# Freshwater Lionfish



## Puff (Feb 14, 2005)

i was at the LFS today picking up some new equipment. this place has a tonne of tanks, over 100, so i decided to have a look. i watched the redline snakeheads hunting some feeders (saw one scarf a feeder down...pretty awesome), then i saw some rainbow snakeheads, which is something im looking for but not right this moment unfortunately.

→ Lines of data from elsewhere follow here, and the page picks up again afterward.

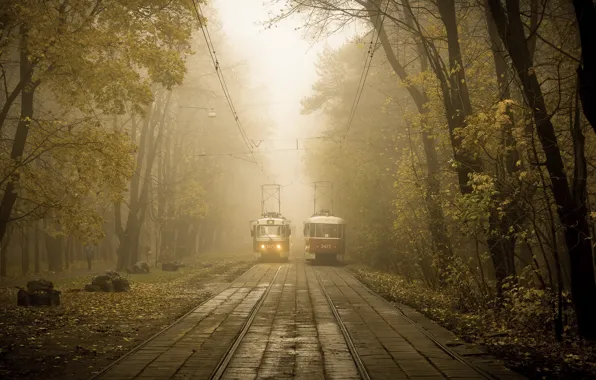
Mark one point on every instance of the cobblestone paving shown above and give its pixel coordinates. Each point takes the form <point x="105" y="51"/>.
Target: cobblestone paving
<point x="294" y="334"/>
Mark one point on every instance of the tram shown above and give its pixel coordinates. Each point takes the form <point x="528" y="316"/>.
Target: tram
<point x="325" y="237"/>
<point x="271" y="237"/>
<point x="271" y="233"/>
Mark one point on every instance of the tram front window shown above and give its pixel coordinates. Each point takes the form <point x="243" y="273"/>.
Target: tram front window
<point x="327" y="230"/>
<point x="270" y="231"/>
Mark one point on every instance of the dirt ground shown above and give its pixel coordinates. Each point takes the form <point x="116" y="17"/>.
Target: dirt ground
<point x="90" y="330"/>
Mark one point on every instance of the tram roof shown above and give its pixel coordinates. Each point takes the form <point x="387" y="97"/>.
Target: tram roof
<point x="275" y="220"/>
<point x="325" y="219"/>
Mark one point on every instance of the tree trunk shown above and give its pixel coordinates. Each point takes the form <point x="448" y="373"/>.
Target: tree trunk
<point x="432" y="198"/>
<point x="37" y="247"/>
<point x="18" y="147"/>
<point x="24" y="251"/>
<point x="572" y="211"/>
<point x="585" y="12"/>
<point x="54" y="246"/>
<point x="129" y="238"/>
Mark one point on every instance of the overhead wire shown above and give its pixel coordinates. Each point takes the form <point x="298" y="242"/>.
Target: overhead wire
<point x="363" y="75"/>
<point x="222" y="81"/>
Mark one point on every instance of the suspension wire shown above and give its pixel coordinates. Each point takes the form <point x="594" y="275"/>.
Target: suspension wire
<point x="222" y="81"/>
<point x="363" y="76"/>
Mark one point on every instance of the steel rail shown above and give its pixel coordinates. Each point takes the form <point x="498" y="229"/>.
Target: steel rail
<point x="225" y="361"/>
<point x="349" y="342"/>
<point x="163" y="330"/>
<point x="434" y="339"/>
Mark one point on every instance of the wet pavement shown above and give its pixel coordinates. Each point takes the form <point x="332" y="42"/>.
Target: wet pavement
<point x="297" y="321"/>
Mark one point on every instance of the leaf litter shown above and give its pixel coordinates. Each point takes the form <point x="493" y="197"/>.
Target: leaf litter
<point x="89" y="330"/>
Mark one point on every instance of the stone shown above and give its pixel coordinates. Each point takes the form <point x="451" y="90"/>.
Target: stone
<point x="92" y="288"/>
<point x="39" y="285"/>
<point x="121" y="284"/>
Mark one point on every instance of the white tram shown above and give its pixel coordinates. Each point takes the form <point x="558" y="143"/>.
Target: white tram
<point x="271" y="237"/>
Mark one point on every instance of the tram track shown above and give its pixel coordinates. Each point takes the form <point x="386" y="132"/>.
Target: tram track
<point x="220" y="370"/>
<point x="362" y="371"/>
<point x="484" y="374"/>
<point x="144" y="343"/>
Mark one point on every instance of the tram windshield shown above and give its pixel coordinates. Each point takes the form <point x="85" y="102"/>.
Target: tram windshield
<point x="271" y="231"/>
<point x="326" y="230"/>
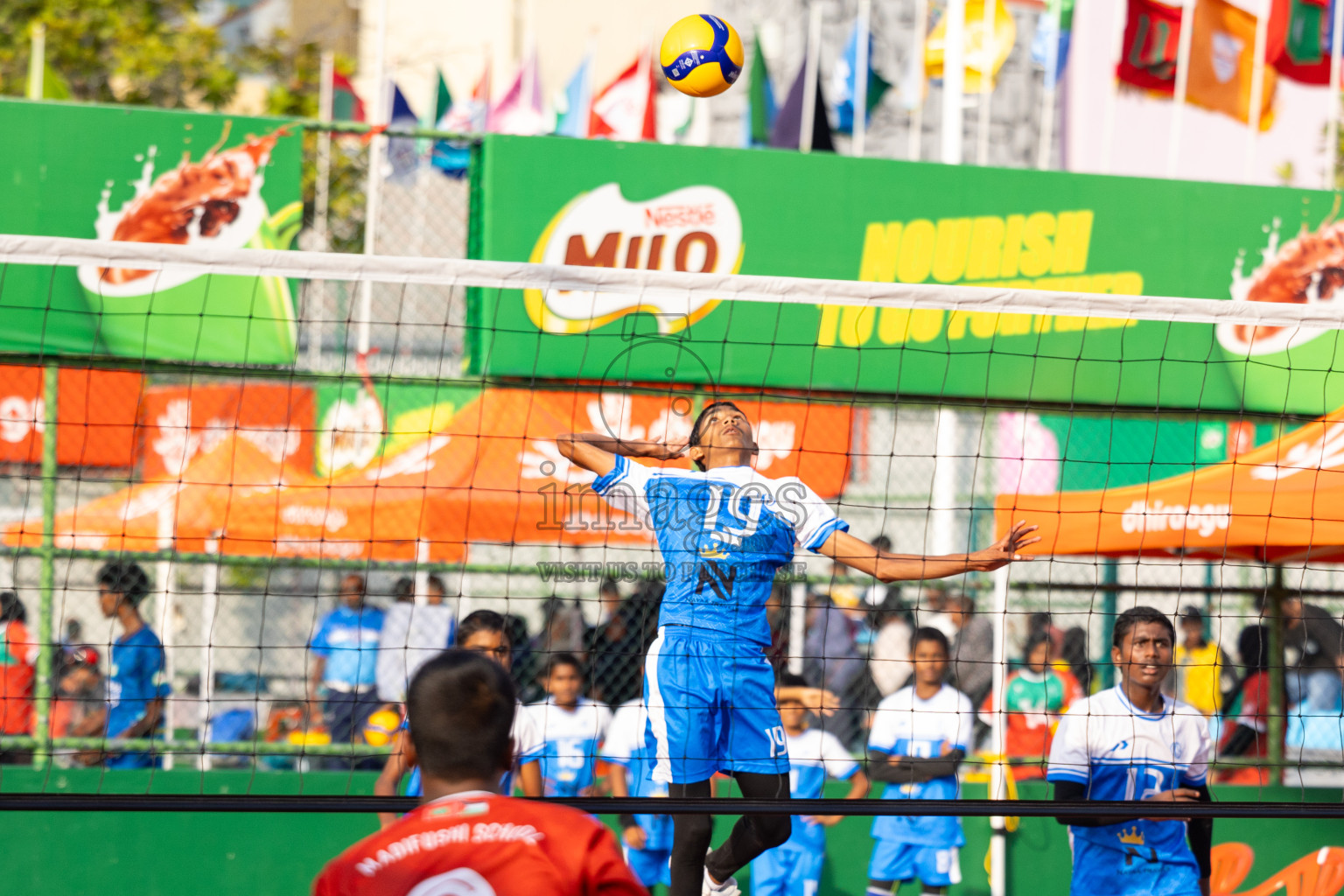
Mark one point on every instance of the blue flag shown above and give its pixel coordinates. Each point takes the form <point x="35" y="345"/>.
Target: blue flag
<point x="573" y="120"/>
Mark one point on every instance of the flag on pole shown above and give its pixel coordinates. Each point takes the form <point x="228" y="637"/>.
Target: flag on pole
<point x="402" y="155"/>
<point x="1054" y="32"/>
<point x="1003" y="40"/>
<point x="346" y="102"/>
<point x="626" y="109"/>
<point x="788" y="124"/>
<point x="1222" y="62"/>
<point x="576" y="103"/>
<point x="1298" y="43"/>
<point x="844" y="83"/>
<point x="761" y="108"/>
<point x="1152" y="38"/>
<point x="521" y="109"/>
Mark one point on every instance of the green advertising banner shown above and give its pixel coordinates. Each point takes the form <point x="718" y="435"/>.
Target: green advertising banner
<point x="646" y="206"/>
<point x="153" y="176"/>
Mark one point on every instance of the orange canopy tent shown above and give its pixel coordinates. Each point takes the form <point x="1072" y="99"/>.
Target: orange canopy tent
<point x="1280" y="502"/>
<point x="494" y="474"/>
<point x="186" y="508"/>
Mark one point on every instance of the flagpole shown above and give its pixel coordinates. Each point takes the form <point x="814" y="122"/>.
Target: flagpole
<point x="987" y="70"/>
<point x="953" y="80"/>
<point x="1256" y="88"/>
<point x="809" y="78"/>
<point x="1332" y="138"/>
<point x="1117" y="49"/>
<point x="860" y="78"/>
<point x="1187" y="25"/>
<point x="920" y="78"/>
<point x="1050" y="89"/>
<point x="376" y="148"/>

at the end of one aisle of tanks i came accross these little fellas, Freshwater lionfish. ive NEVER seen these things before...and they're actually kinda cool...in a Jabba the Hut kind of way...but it would be an awesome fish to own. their spines arent venomous like saltwater lionfish...so that is always a plus!lol


----------



## notaverage (Sep 10, 2005)

Puff said:


> i was at the LFS today picking up some new equipment. this place has a tonne of tanks, over 100, so i decided to have a look. i watched the redline snakeheads hunting some feeders (saw one scarf a feeder down...pretty awesome), then i saw some rainbow snakeheads, which is something im looking for but not right this moment unfortunately.
> 
> at the end of one aisle of tanks i came accross these little fellas, Freshwater lionfish. ive NEVER seen these things before...and they're actually kinda cool...in a Jabba the Hut kind of way...but it would be an awesome fish to own. their spines arent venomous like saltwater lionfish...so that is always a plus!lol


They are Crazy looking! Id love to have a few in one of my tanks.


----------



## cueball (May 24, 2005)

thay look like this mornings crap i had...lol

whats them worth anyways?


----------



## Mettle (Dec 29, 2003)

Odd. Never heard of these before. Find any info on them? Or their scientific name?


----------



## Puff (Feb 14, 2005)

Batrachomoeus trispinosus


----------



## Mettle (Dec 29, 2003)

That is very cool.


----------



## Puff (Feb 14, 2005)

oh yeah...they were $49.99...not sure how long as they were just hangin out on the bottom


----------



## lewis (Sep 13, 2005)

some of those at my lfs brackish water and dont really do much.


----------



## JD7.62 (Apr 7, 2005)

They are common around here and go for about $15. They are a brackish water fish though.


----------



## ICEE (Feb 3, 2007)

looks like a really boring fish


----------